Marcelle Justo , Agência JB
RIO - Cinco dias depois da morte do vice-presidente do Salgueiro, Guaracy Paes Falcão, os componentes da vermelho-e-branco garantem um carnaval nota 10. O desfile da agremiação, a terceira a entrar na Marquês de Sapucaí segunda-feira, vai ser de chorar. De alegria. O enredo Candances mostra a história de uma dinastia de rainhas da África Oriental que comandaram, antes da era cristã, um império no continente.
- A história é comovente, de mulheres muito valorizadas - explica o diretor cultural da escola do Andaraí, Gustavo Melo. E será uma África com muito ouro. Até a palha é toda trabalhada. O nosso diferencial será o samba, mais cadenciado, e a aposta é o abre-alas, com orixás femininas.
Outro carro importante é o da rainha de Sabá, que teria como principal destaque a mulher do vice-presidente morto, Simone Batista, assassinada ao lado do marido.
Se no Salgueiro a ordem é deixar de lado a tristeza para ver a escola passar, na Unidos da Tijuca, que traz o enredo De Lambida em Lambida, a Tijuca dá um Click na Avenida, não vai ter jeito. O pessoal das arquibancadas terá de lançar mão dos lencinhos quando o carro Retratos da Vida, que mostra a foto da menina vietnamita queimada, passar.

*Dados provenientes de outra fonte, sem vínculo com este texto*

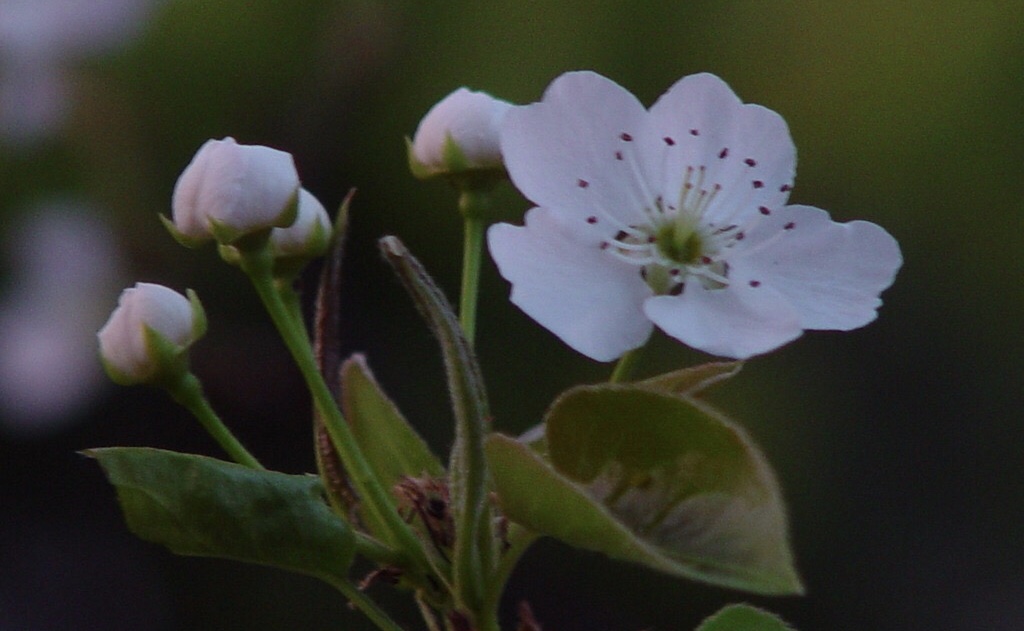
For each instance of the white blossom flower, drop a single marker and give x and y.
(229, 190)
(675, 217)
(150, 329)
(459, 133)
(308, 237)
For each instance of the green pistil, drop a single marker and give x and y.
(679, 243)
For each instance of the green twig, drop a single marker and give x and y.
(257, 263)
(473, 206)
(187, 391)
(360, 601)
(627, 364)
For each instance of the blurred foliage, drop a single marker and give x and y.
(898, 446)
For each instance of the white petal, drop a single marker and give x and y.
(745, 149)
(122, 340)
(245, 187)
(561, 152)
(184, 201)
(830, 272)
(589, 299)
(471, 120)
(737, 322)
(254, 186)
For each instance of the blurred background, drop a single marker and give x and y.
(899, 446)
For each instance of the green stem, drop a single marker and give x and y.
(519, 540)
(257, 263)
(360, 601)
(627, 364)
(187, 391)
(473, 205)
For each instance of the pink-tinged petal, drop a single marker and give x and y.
(745, 149)
(737, 322)
(574, 151)
(589, 299)
(830, 272)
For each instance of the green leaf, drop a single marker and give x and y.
(199, 506)
(653, 478)
(693, 379)
(743, 618)
(390, 445)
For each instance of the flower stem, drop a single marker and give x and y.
(187, 391)
(360, 601)
(473, 205)
(627, 364)
(519, 539)
(256, 262)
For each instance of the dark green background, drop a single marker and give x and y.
(899, 446)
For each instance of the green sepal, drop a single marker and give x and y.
(653, 478)
(693, 379)
(199, 506)
(390, 445)
(743, 618)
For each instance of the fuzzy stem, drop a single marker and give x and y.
(187, 391)
(257, 264)
(360, 601)
(627, 364)
(473, 205)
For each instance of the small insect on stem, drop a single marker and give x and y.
(428, 498)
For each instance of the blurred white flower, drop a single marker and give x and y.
(229, 190)
(459, 133)
(64, 268)
(40, 40)
(151, 328)
(675, 216)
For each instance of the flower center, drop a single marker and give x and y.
(676, 244)
(679, 243)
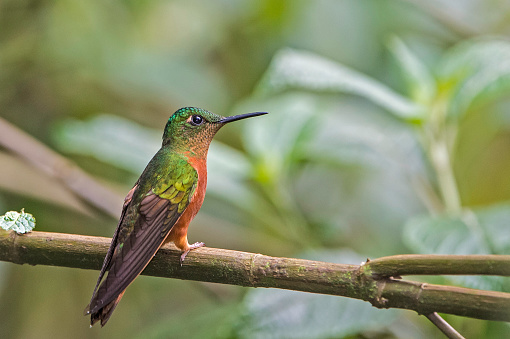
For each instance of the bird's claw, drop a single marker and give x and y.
(191, 247)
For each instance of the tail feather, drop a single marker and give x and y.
(104, 313)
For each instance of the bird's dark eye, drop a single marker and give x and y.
(197, 120)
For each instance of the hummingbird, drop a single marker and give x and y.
(160, 206)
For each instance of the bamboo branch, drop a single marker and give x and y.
(446, 328)
(256, 270)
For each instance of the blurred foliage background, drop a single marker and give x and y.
(388, 133)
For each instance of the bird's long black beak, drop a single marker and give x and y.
(240, 117)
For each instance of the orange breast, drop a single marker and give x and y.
(178, 234)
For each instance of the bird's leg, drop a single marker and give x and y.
(190, 247)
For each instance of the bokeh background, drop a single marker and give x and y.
(388, 133)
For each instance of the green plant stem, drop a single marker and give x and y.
(440, 323)
(362, 282)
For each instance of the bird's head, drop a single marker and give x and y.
(191, 129)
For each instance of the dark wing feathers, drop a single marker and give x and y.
(138, 249)
(109, 254)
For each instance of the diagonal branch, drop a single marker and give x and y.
(256, 270)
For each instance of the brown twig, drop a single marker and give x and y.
(257, 270)
(417, 264)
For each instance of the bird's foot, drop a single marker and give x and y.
(191, 247)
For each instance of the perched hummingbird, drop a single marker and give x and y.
(160, 206)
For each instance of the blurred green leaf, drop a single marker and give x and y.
(484, 231)
(111, 139)
(304, 70)
(475, 69)
(272, 313)
(421, 83)
(206, 321)
(19, 222)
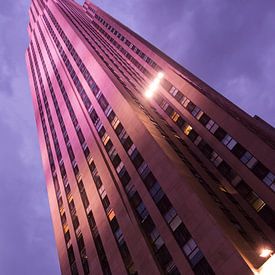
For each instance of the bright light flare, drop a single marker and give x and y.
(154, 85)
(266, 252)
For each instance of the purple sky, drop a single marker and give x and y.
(228, 44)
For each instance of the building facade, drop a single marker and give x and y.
(148, 169)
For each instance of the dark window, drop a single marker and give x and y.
(111, 116)
(80, 136)
(169, 110)
(163, 256)
(192, 135)
(268, 215)
(180, 122)
(224, 168)
(182, 235)
(136, 158)
(71, 254)
(243, 189)
(220, 133)
(204, 119)
(238, 150)
(105, 202)
(80, 242)
(164, 205)
(116, 160)
(127, 143)
(260, 170)
(109, 145)
(190, 107)
(124, 176)
(119, 128)
(103, 102)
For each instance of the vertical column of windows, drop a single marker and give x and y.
(194, 256)
(257, 167)
(96, 237)
(70, 200)
(232, 219)
(119, 237)
(63, 218)
(162, 254)
(251, 197)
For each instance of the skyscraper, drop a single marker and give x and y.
(148, 169)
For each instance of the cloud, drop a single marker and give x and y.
(27, 241)
(219, 41)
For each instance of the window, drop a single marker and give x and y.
(195, 111)
(164, 205)
(137, 158)
(187, 129)
(193, 135)
(246, 157)
(260, 170)
(269, 179)
(180, 122)
(204, 119)
(220, 133)
(238, 150)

- É uma foto grandiosa que mudou o destino de uma guerra. O carro vai causar vários tipos de emoção - acredita Luiz Carlos Bruno, diretor de carnaval, que este ano assina ao lado de Lane Santana como carnavalesco.

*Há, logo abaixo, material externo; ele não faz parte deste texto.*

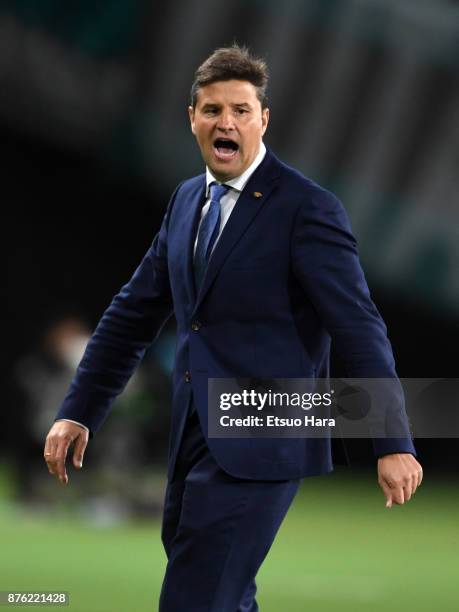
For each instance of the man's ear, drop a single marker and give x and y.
(191, 116)
(264, 120)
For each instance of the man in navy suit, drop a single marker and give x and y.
(260, 268)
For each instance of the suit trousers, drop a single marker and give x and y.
(216, 530)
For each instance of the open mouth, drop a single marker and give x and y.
(225, 148)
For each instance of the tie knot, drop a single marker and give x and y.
(217, 191)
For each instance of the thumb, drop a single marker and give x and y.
(388, 494)
(78, 451)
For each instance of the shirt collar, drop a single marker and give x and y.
(239, 182)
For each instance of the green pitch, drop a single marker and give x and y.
(338, 549)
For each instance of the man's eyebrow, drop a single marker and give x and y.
(210, 105)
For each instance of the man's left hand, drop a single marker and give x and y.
(399, 475)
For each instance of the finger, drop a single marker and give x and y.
(407, 492)
(416, 481)
(59, 458)
(387, 493)
(49, 455)
(398, 495)
(78, 450)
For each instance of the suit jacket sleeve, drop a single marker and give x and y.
(128, 326)
(326, 263)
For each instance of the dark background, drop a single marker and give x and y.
(94, 138)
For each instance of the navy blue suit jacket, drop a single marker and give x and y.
(283, 282)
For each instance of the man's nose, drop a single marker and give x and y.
(226, 121)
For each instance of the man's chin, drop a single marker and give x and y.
(224, 171)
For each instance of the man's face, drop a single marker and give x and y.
(228, 123)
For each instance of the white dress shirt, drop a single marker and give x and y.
(227, 203)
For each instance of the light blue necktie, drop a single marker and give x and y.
(208, 232)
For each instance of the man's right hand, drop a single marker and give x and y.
(61, 435)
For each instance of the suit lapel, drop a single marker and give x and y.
(249, 203)
(195, 202)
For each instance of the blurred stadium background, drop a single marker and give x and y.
(94, 137)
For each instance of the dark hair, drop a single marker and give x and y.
(228, 63)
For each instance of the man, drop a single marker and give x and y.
(260, 268)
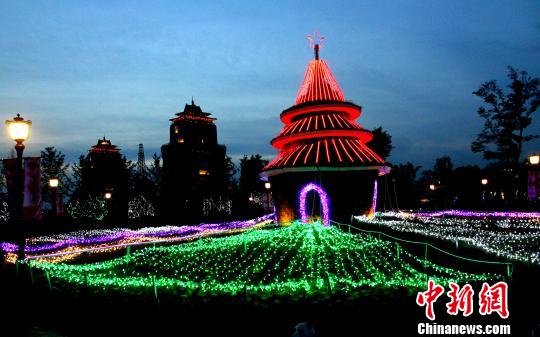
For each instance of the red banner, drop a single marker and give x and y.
(32, 189)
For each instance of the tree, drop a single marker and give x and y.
(441, 177)
(506, 116)
(154, 171)
(381, 142)
(230, 172)
(53, 166)
(250, 168)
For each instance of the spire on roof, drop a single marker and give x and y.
(319, 83)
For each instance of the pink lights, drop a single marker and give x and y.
(325, 204)
(319, 84)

Choro de um lado, alegria de outro. À frente da bateria, a apresentadora de TV Adriane Galisteu promete botar para quebrar.

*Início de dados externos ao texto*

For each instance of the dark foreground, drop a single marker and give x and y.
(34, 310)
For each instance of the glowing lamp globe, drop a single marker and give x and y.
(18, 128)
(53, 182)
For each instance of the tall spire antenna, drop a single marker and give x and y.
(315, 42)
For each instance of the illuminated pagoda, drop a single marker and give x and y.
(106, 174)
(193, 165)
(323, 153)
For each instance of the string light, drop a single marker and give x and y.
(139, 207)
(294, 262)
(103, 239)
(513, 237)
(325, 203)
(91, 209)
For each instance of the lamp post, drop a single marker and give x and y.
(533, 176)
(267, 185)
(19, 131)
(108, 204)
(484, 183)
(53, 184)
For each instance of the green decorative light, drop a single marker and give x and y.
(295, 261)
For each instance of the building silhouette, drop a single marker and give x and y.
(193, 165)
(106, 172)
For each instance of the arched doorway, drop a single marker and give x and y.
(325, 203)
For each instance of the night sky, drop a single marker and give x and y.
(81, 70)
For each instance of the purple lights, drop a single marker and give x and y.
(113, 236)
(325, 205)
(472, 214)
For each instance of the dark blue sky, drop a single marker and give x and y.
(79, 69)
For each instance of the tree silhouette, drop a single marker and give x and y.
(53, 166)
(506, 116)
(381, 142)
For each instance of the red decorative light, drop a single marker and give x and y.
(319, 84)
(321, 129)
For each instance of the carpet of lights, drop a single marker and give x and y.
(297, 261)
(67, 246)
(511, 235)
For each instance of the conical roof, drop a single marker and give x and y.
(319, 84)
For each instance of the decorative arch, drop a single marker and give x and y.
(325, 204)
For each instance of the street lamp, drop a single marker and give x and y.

- Ela veio, está curtindo e e já é Tijuca desde criancinha - brinca Luiz Carlos.
Na Porto da Pedra, que abre o desfile de segunda com o enredo Preto e Branco a Cores, a promessa está na gigantesca ala das baianas, composta por 300 integrantes. Na Sapucaí, a agremiação de São Gonçalo vai mostrar a história recente dos sul-africanos para ilustrar a luta de um povo negro rumo a um país democrático.
- Convocamos mulheres de outras escolas, dos grupos de acesso e especial, para ajudar. Do total, apenas 120 são da Porto da Pedra - diz Sandra Trindade, presidente da ala das baianas.